Slice or cut the flank steak into even 1/2 inch wide strips. Add the steak strips to a medium mixing bowl. Sprinkle the xanthan gum evenly over the steak pieces. Use your hands to toss the beef and gum together, lightly coating the steak strips all over in the powder.
Heat the olive oil in a large skillet over a medium heat. Add the coated beef strips. Pan-fry the beef for 4-5 minutes until well browned all over. Remove the beef from the skillet with a slotted spoon and set to one side while you prepare the sauce.
Finely crush the garlic and grate the ginger. Add the garlic and ginger to the skillet and sweat gently for a minute to soften. Add the tamari sauce, water and maple-flavored syrup. Stir together well to combine. Simmer the sauce for a minute until bubbling and beginning to thicken.
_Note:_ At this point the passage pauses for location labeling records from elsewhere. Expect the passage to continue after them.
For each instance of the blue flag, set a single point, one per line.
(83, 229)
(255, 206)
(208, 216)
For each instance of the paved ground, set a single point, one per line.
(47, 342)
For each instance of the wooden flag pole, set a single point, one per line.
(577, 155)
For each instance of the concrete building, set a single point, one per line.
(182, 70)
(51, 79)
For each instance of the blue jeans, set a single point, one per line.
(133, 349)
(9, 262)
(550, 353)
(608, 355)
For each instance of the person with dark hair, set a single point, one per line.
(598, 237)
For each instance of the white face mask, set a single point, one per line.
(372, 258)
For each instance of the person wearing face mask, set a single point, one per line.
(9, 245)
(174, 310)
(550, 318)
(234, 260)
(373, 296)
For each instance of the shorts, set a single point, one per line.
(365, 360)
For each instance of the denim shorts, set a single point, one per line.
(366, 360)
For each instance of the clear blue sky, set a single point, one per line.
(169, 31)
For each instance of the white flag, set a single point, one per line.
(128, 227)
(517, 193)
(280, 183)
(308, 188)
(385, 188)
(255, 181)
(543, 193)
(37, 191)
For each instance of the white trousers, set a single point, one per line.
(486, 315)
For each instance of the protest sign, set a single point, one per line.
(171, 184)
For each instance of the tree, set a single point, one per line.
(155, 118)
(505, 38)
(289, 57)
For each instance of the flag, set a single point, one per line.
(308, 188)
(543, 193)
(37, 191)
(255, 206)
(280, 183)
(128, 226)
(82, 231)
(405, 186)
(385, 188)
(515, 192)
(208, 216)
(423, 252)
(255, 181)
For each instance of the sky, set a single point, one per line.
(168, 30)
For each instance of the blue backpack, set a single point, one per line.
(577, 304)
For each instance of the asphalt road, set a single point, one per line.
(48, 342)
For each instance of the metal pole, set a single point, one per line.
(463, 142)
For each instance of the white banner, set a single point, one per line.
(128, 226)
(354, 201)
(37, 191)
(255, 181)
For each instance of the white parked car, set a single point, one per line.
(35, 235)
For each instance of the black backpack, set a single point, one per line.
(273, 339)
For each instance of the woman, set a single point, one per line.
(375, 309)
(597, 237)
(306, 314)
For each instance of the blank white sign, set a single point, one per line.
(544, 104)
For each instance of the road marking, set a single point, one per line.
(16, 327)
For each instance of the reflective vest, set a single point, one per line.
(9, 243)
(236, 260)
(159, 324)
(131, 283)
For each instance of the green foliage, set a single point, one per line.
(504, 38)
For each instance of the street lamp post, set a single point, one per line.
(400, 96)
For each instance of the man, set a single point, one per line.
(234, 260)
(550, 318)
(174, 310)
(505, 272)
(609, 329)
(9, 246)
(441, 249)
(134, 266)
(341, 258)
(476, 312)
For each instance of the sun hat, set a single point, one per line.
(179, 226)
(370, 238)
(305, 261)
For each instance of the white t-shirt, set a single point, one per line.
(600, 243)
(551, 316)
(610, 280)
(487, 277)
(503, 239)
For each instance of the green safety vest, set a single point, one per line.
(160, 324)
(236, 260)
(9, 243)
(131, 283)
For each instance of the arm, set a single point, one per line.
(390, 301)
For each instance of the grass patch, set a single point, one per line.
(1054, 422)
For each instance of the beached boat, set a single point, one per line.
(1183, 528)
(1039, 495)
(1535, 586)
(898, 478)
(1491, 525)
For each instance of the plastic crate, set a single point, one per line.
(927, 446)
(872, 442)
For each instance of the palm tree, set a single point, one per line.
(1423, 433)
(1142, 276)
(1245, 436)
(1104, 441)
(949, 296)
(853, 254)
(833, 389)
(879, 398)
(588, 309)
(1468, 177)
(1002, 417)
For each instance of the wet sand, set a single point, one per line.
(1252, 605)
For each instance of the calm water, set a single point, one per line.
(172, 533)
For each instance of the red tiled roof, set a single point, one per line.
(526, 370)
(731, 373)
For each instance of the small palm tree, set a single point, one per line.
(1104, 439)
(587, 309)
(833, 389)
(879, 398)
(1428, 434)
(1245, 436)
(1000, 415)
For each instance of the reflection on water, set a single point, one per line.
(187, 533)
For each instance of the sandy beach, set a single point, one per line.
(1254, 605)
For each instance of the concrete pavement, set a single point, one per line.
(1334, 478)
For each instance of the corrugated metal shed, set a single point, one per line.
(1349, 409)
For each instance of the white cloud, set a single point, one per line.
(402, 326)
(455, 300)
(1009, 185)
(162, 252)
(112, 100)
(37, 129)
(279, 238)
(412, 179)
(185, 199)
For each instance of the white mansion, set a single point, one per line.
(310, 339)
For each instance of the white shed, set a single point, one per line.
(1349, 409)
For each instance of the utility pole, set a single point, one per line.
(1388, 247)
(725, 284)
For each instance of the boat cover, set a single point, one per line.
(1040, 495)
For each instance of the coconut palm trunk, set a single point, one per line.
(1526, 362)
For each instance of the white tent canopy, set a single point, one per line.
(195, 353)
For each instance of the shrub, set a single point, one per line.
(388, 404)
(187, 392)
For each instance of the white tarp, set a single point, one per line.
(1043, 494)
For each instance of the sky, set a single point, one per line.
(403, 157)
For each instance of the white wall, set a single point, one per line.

Return the steak strips to the skillet. Stir well to combine with the sauce. Pan-fry the beef for 2-3 minutes more until the sauce is reduced right down and thickened to a sweet sticky glaze, coating the beef all over. If the skillet gets too dry, you can always add a splash more water. This will help to deglaze the pan and lift any caramelized sauce from the base of the skillet. If your sauce is not thickening, you may also add a touch more xanthan gum as required.
Roughly chop the scallions. Divide the cooked beef between two individual serving bowls and top with the chopped scallions. Serve the Mongolian beef hot accompanied by your favorite Keto Chinese inspired sides.